Hi! 

On Tue, 01 Aug 2006, Jeroen Roovers wrote:
> On Tue, 1 Aug 2006 10:21:53 +0200
> > Idea: should it be more obvious in emerge --info and ebuild
> > failure that an overlay is involved? If it's obvious enough,
> > I don't see a problem. Also, a command that lists all
> > installed packages that come from an overlay might be useful
> > (maybe even a sa part of --info).
> 
> emerge --info can easily be forged. I've seen people asking for
> help on #gentoo do it a few too many times (some even refuse to
> provide it), and have wasted precious minutes not just
> wondering what the error messages meant, but also whether I
> could trust the user.

I don't doubt your claim, yet I find it incredible. I'm
constantly amazed at how stupid some people are. Not to mention
how many idiotic assholes are out there.

> The only way to have people submit emerge --info properly and reliably
> would be to set up an online ticketing system - something like this:
> 
> 
> # emerge --submit-info
> 
> * sys-apps/portage generates emerge --info output and uploads it
> relatively tamper-proof to tickets.g.o, and
> 
> * returns a ticket to the user, a unique number that he or she can
> communicate to developers and active users through a URL like
> http://tickets.g.o/#ticket-number.
> 
> * --submit-info includes information about the emerge commandline that
> was run last and what category/package/version emerge was
> building/installing at the time.

I think this is a very good idea. Better than mine.
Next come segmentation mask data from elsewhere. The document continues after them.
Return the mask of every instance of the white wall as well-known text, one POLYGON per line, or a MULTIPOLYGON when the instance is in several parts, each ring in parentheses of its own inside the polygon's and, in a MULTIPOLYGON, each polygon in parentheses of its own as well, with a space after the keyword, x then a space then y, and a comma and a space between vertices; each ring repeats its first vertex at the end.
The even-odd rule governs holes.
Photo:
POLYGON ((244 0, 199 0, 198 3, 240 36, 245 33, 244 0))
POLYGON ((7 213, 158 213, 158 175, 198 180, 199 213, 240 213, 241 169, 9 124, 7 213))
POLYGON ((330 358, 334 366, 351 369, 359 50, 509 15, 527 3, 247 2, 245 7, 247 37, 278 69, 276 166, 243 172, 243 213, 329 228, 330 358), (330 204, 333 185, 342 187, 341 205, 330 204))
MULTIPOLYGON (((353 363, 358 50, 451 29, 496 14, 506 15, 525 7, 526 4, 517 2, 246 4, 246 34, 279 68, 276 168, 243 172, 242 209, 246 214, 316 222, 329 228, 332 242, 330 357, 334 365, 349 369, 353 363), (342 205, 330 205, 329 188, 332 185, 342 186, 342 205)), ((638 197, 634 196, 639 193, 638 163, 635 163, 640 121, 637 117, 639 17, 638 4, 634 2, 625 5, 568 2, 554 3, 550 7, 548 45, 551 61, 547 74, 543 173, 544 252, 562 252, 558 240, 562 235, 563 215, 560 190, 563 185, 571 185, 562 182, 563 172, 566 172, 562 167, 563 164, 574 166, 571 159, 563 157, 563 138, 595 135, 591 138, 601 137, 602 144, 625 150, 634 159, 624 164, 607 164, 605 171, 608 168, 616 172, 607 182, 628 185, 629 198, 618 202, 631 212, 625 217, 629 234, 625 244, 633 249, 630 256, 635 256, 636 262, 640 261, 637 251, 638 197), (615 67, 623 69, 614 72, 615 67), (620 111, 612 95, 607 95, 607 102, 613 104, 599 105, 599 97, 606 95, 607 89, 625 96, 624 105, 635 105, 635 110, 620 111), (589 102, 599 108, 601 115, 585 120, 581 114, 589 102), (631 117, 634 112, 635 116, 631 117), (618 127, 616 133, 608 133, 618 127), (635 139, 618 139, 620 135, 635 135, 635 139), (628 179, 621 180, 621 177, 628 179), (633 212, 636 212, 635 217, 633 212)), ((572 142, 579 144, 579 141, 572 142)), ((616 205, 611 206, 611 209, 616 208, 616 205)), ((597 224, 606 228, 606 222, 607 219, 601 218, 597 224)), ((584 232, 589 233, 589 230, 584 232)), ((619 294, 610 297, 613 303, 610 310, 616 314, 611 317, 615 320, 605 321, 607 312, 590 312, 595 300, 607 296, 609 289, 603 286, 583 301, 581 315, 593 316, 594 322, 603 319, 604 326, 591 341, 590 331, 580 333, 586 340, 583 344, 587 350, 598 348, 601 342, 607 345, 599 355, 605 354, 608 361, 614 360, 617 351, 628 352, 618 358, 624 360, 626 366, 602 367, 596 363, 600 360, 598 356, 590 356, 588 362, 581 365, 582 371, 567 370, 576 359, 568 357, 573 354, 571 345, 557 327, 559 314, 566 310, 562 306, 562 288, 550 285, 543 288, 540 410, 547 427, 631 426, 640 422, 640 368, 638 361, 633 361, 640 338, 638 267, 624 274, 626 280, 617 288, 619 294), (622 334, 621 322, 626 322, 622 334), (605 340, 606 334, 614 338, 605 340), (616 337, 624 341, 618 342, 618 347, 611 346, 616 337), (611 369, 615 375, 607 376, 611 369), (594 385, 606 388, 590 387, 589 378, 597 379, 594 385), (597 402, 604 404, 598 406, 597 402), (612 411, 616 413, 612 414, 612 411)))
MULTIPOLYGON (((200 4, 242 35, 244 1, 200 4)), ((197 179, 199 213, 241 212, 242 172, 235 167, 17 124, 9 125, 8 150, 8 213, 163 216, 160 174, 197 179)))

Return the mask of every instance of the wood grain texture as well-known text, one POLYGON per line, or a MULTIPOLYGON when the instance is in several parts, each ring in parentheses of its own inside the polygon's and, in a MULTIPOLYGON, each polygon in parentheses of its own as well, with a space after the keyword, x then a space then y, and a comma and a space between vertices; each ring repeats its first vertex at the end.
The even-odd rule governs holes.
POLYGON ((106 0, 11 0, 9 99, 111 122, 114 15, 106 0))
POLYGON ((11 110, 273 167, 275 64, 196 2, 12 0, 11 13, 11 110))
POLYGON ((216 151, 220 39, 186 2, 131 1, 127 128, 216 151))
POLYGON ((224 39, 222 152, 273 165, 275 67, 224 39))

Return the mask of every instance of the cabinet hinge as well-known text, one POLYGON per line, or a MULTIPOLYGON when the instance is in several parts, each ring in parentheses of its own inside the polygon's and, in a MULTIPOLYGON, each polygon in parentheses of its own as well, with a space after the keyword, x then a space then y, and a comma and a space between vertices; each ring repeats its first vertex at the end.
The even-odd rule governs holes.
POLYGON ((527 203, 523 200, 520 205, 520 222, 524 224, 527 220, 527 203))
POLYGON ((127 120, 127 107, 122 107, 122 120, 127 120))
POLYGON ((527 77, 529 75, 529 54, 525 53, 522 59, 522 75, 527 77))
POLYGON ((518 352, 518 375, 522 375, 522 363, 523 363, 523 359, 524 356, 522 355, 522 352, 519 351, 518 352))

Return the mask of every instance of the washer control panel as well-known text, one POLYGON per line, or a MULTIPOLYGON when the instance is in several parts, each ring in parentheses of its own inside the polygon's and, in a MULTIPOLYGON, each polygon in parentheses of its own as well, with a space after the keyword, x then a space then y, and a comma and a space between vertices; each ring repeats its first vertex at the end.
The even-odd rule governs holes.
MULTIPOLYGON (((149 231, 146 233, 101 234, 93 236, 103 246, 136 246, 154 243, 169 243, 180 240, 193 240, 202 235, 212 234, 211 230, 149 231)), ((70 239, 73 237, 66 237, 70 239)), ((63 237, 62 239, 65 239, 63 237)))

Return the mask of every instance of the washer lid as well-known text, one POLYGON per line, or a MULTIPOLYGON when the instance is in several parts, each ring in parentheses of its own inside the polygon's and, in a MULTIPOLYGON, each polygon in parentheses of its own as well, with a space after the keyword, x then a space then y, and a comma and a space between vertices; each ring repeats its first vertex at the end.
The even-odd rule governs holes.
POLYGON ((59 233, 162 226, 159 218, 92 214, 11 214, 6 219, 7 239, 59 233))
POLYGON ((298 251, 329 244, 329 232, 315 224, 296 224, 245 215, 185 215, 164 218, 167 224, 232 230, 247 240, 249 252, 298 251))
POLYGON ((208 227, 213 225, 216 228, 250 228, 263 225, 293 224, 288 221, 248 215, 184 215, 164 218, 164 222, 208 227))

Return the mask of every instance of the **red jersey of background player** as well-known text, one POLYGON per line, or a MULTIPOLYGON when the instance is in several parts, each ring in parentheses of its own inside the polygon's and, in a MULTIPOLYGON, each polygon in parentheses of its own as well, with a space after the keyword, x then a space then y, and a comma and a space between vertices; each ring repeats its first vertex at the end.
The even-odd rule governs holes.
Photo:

> Now, do I appear to sound mistrustful of Gentoo users? Perhaps.
> Perhaps, this --submit-info stuff reminds you of Product
> Activation routines used by closed source software vendors.
> Perhaps you think I am being paranoid. Maybe you think that
> FOSS should be a free-for-all exchange of meaningful
> information, which I would whole-heartedly agree with - the
> information would be meaningless if could not trust it.

I think it's critical how you sell this: don't say "this is
because we can not trust you" but "this is because it makes it
easier for you to send all relevant info". While it may seem
phone-home-ish, the contained info is clearly traceable and
everybody can see that there's nothing sensitive in there.

Feedback agents to which I can have the source are much less
suspicious than binary blobs that send gobs and gobs of binary
info to their home.

> It's a far cry from what Gentoo originally was supposed to be,
> I admit.  I am not even going to argue that this ticket system
> is necessary or should be adopted by all developers once it has
> been implemented - it is a means to an end, or perhaps several
> ends, none of which are required to further develop Gentoo.

Yet I think it's a good idea. Just don't misuse it as a tool to
spy on users. *Don't* turn it into something that pulls more info
than gentoo-stats (and then some).

Regards,
Tobias
-- 
You don't need eyes to see, you need vision.